Ennis is more than you might expect from a teacher. Reese Tanimura, the director of Ladies Rock Camp may have said it best with an offhand comment: “We Heart her.”

Google It
Vaudeville Etiquette – Members of this band came through Ennis’ songwriting class. They mix the genres of folk, blues, rock, jazz and country. According to Ennis, this band is really good, and their hit record is coming up.

Sue Ennis’ Playlist
“Way Down We Go” – Kaleo
Grateful to one of my songwriting students for turning me onto this fantastic blues-based Icelandic group. The singer is a young guy with the raw textures, sublime and heartfelt commitment on an old blues soul. The band is old-school: a four-piece with real players with serious chops.

“Red Rain”– Peter Gabriel
I return to this deep-cut from Gabriel’s “So” album from 1986 occasionally to bask in the dense, layered production by Daniel Lanois. When Gabriel sings, “Red rain is pouring down all over me,” all I can think is THIS SONG is pouring down all over me. And please, never let it stop.

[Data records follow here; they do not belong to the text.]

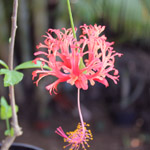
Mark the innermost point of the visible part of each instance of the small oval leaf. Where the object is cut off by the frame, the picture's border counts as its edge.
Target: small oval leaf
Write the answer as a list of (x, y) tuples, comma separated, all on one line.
[(11, 77), (30, 65)]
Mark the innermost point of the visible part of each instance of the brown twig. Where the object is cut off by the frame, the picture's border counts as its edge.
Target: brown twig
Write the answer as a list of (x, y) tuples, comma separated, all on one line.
[(17, 130)]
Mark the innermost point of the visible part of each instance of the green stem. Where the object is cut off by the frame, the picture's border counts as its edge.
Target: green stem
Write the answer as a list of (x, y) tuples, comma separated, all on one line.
[(71, 19)]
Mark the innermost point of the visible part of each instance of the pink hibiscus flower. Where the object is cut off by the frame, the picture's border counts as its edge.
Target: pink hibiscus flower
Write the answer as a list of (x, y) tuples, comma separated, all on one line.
[(91, 58)]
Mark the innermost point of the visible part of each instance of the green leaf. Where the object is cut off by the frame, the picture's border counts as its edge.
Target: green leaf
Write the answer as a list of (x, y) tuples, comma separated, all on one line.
[(5, 109), (30, 65), (3, 64), (9, 132), (11, 77)]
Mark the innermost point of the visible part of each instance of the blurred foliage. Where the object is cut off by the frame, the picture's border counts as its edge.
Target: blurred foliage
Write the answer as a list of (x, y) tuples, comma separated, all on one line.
[(129, 18)]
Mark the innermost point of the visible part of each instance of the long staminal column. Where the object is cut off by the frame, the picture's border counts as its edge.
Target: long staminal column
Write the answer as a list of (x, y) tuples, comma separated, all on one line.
[(80, 113)]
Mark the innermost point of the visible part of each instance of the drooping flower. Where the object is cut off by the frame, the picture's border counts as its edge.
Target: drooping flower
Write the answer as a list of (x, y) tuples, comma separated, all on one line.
[(91, 58), (77, 138)]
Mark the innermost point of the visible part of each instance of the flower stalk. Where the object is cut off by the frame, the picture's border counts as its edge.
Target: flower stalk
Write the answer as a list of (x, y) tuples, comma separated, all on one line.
[(71, 19)]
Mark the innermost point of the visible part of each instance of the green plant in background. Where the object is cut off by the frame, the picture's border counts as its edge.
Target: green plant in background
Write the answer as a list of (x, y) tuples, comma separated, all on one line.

“Girl Crush” – Little Big Town
I don’t regularly listen to “country” music but I would file this song under “greatness” and leave it at that. The title alone caused an uproar at country radio stations until they listened to these clever lyrics — sung by a woman! — which provided a huge surprise and never-saw-it-coming twist. Wonderful harmonies from this vocal band. I saw them rehearse this song three times in a row one afternoon for last year’s Grammy Awards show and haven’t been able to shake its musicality and power to this day. Any songwriter would be so proud to have written this.